Getting started in Python¶
Every data type object in libscientific is stored in the HEAP and then supports dynamic memory allocation.
In python, there is no need to allocate/deallocate matrix/vectors/tensors and models in general because the python binding itself automatically handles them.
Use libscientific in python¶
First, you need to install the c library and the python package. Please follow the process described here.
A program that use libscientific requires to import the python binding as follows
1import libscientific
2...
Vector operations¶
Create a vector in python¶
There are four different types of vectors
Double vector: dvector
Integer vector: ivector
Unsigned integer vector: uivector
String vector: strvector
Here we show an example on how create these four vector types.
1#!/usr/bin/env python3
2import libscientific
3from random import random
4
5# Create a list of values that you whant to convert to a double vector
6a = [random() for j in range(5)]
7
8# Transform the list a into a double vector d
9d = libscientific.vector.DVector(a)
10
11# Just print to video the content of vector d
12d.debug()
13
14# If you want to catch the value in position 1
15print(d[1])
16
17# If you want to modify the value in position 1
18d[1] = -2
19
20#If you want to get back the result as a "list"
21dlst = d.tolist()
22
23for item in dlst:
24 print(item)
Append a value to a given vector¶
Here we show an example on how to append a value to a vector.
1#!/usr/bin/env python3
2import libscientific
3from random import random
4
5# Create a list of values that you whant to convert to a double vector
6a = [random() for j in range(5)]
7d = libscientific.vector.DVector(a)
8# print the output of the double vector d
9print("orig vector")
10d.debug()
11
12
13# append the value 0.98765 at the end of d
14d.append(0.98765)
15print("append 0.98765 at the end")
16d.debug()
17
18# extend the vector d with more other values from a list
19d.extend([0.4362, 0.34529, 0.99862])
20print("extent the vector with 3 more values")
21d.debug()
Matrix operations¶
Matrix is a user-defined data type that contains information in regards to - the number of rows - the number of columns - the 2D data array which defines the matrix
The data array in python uses the c language implementation. However, memory allocation/destruction is carried out directly from the python class. Hence there is no need to free up the memory manually.

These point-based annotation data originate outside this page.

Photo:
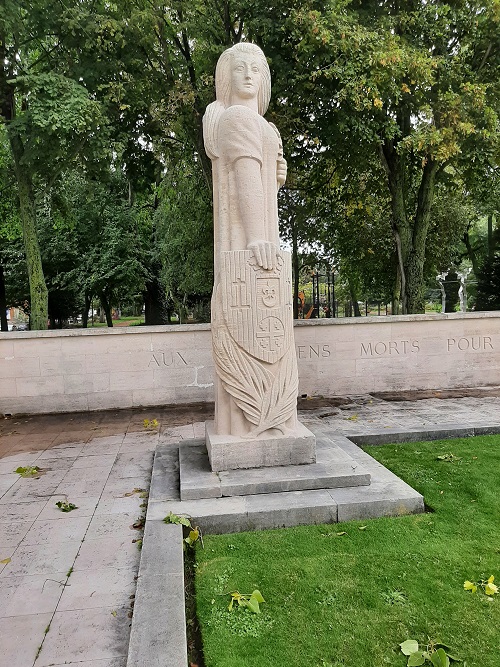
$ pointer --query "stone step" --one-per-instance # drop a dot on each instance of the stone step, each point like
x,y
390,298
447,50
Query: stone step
x,y
334,468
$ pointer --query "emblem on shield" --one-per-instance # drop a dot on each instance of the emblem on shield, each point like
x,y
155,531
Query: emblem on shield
x,y
257,304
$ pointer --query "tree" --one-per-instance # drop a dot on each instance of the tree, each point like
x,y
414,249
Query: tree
x,y
414,84
184,222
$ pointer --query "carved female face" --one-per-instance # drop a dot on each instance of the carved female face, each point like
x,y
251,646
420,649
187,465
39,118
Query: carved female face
x,y
245,76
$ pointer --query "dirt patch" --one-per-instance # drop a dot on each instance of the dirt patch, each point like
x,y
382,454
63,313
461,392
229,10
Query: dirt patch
x,y
418,395
316,402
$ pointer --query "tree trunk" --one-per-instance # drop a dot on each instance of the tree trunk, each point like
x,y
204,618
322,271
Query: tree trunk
x,y
3,303
471,253
106,306
155,310
39,302
354,299
415,301
491,244
410,231
86,308
295,270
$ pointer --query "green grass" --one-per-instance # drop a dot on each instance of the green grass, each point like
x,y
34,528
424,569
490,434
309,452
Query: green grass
x,y
349,600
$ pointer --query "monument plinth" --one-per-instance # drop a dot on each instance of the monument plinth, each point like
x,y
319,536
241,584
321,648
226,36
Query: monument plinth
x,y
252,316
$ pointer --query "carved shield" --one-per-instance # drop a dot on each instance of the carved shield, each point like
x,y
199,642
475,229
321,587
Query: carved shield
x,y
257,303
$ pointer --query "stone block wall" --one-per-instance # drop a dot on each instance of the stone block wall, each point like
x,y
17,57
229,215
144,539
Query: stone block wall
x,y
71,370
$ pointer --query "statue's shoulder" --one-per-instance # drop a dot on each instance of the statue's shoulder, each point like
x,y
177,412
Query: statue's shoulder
x,y
240,114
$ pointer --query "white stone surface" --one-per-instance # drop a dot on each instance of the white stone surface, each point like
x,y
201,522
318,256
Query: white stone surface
x,y
335,357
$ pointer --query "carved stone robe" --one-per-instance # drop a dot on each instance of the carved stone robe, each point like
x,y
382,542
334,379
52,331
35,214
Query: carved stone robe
x,y
252,314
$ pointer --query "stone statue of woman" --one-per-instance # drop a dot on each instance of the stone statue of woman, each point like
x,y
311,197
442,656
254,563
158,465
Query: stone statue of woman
x,y
252,317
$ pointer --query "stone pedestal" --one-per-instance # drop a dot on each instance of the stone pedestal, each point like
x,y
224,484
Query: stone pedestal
x,y
231,452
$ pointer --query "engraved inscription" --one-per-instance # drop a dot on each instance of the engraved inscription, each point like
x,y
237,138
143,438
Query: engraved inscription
x,y
159,359
392,347
313,351
469,343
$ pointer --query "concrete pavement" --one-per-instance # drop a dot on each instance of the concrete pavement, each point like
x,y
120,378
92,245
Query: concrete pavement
x,y
67,580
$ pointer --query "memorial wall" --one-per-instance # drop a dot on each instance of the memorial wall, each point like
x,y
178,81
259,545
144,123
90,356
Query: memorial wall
x,y
72,370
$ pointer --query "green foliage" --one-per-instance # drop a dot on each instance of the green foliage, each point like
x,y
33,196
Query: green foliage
x,y
486,585
488,284
193,534
184,222
435,653
250,601
66,506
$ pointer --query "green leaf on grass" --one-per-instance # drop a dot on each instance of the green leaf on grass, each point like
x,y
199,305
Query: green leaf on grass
x,y
440,659
416,659
253,605
258,596
409,646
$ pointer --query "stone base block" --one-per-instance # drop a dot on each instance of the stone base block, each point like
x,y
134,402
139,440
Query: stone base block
x,y
229,452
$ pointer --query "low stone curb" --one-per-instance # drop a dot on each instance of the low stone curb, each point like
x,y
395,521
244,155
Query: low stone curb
x,y
158,634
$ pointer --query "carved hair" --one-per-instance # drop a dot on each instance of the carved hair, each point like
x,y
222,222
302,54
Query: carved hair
x,y
223,92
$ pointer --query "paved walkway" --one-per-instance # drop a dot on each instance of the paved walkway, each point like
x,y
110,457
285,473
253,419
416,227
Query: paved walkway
x,y
67,580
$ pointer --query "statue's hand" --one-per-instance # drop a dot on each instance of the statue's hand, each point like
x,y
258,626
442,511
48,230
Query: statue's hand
x,y
281,170
265,253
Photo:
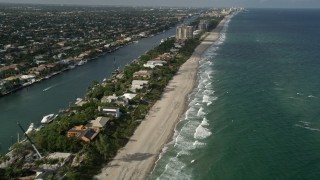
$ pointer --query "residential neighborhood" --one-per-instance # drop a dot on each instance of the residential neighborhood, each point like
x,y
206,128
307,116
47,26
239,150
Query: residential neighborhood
x,y
93,128
33,48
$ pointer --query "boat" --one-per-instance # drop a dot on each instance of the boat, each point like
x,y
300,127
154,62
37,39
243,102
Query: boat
x,y
71,66
82,62
47,119
31,128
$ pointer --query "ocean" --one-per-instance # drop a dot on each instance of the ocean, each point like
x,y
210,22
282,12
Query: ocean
x,y
255,113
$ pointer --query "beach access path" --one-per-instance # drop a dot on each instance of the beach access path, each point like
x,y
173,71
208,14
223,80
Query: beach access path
x,y
137,158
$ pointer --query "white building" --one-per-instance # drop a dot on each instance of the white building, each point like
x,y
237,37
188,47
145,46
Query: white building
x,y
98,123
153,64
184,32
114,111
138,84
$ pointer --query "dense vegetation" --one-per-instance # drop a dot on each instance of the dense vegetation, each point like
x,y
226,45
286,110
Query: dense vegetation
x,y
92,156
116,134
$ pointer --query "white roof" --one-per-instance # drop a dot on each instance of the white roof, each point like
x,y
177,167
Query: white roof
x,y
59,155
98,122
129,95
139,82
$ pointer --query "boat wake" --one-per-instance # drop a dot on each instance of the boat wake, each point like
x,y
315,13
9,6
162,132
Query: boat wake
x,y
48,88
194,129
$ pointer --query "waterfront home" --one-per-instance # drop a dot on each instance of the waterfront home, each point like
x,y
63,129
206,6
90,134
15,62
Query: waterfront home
x,y
80,102
115,99
143,74
82,132
98,123
113,111
138,84
129,95
153,64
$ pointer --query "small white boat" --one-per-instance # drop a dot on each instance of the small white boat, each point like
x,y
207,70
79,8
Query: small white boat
x,y
82,62
31,128
47,119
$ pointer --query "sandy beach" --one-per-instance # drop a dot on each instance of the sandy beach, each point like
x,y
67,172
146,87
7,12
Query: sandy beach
x,y
137,158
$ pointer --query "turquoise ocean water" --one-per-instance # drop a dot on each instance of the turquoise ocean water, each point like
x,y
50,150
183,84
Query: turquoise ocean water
x,y
255,113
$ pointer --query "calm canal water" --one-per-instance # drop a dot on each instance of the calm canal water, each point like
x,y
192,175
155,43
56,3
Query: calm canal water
x,y
32,103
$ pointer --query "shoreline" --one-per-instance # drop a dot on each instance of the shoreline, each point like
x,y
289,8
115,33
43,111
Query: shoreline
x,y
137,159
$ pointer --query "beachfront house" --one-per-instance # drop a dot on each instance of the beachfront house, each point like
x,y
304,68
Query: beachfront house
x,y
129,96
82,132
80,102
142,74
98,123
119,100
153,64
113,111
138,84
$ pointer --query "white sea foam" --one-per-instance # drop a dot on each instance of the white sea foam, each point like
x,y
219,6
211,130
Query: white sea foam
x,y
306,127
202,132
204,122
198,144
193,129
201,112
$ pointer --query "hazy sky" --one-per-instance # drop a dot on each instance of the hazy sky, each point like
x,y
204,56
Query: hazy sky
x,y
193,3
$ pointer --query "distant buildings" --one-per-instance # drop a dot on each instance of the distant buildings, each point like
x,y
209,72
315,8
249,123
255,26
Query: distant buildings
x,y
82,132
184,32
113,111
143,74
203,25
138,84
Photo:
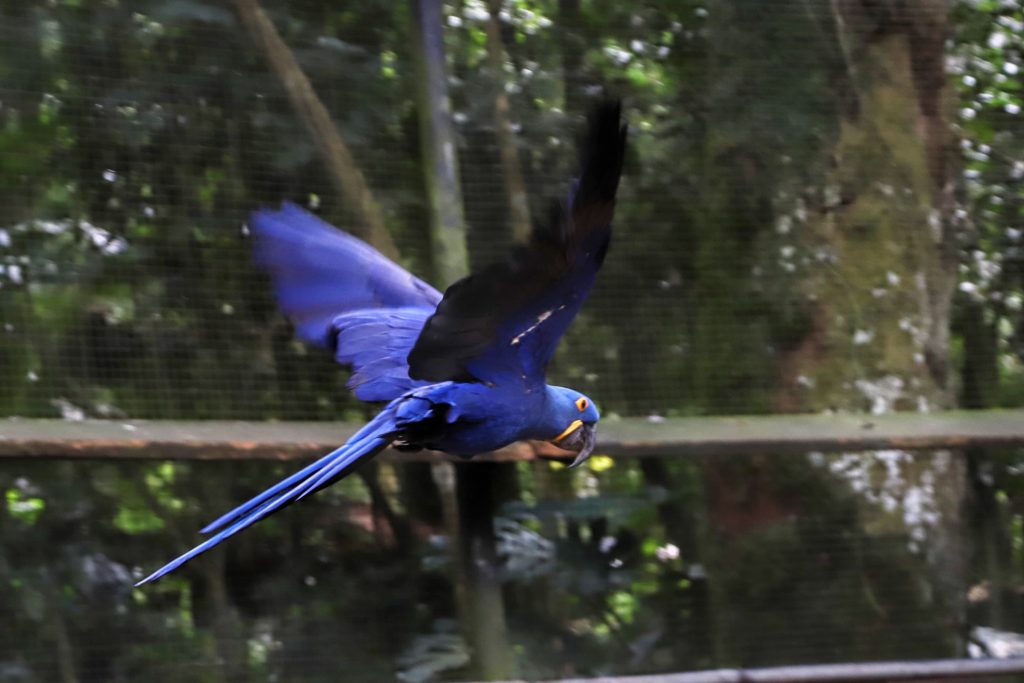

Create a matrix in python¶
In this example, we show how to create a matrix from a list of lists (or numpy array), modify its content and convert it again to a list of lists.
1#!/usr/bin/env python3
2import libscientific
3from random import random
4
5# Create a random list of list
6a = [[random() for j in range(2)] for i in range(10)]
7
8# Convert the list of list matrix into a libscientific matrix
9m = libscientific.matrix.Matrix(a)
10
11# Get the value at row 1, column 1
12print("Get value example")
13print(m[1, 1])
14
15# Modify the value at row 1, column 1
16print("Set value example")
17m[1, 1] = -2.
18m.debug()
19
20
21# Convert the matrix again to a list of list
22mlst = m.tolist()
23for row in mlst:
24 print(row)
Tensor operations¶
Tensor is a user-defined data type that contains: - order: the number of matrix - m: the array the 2D data array, which defines the tensor itself.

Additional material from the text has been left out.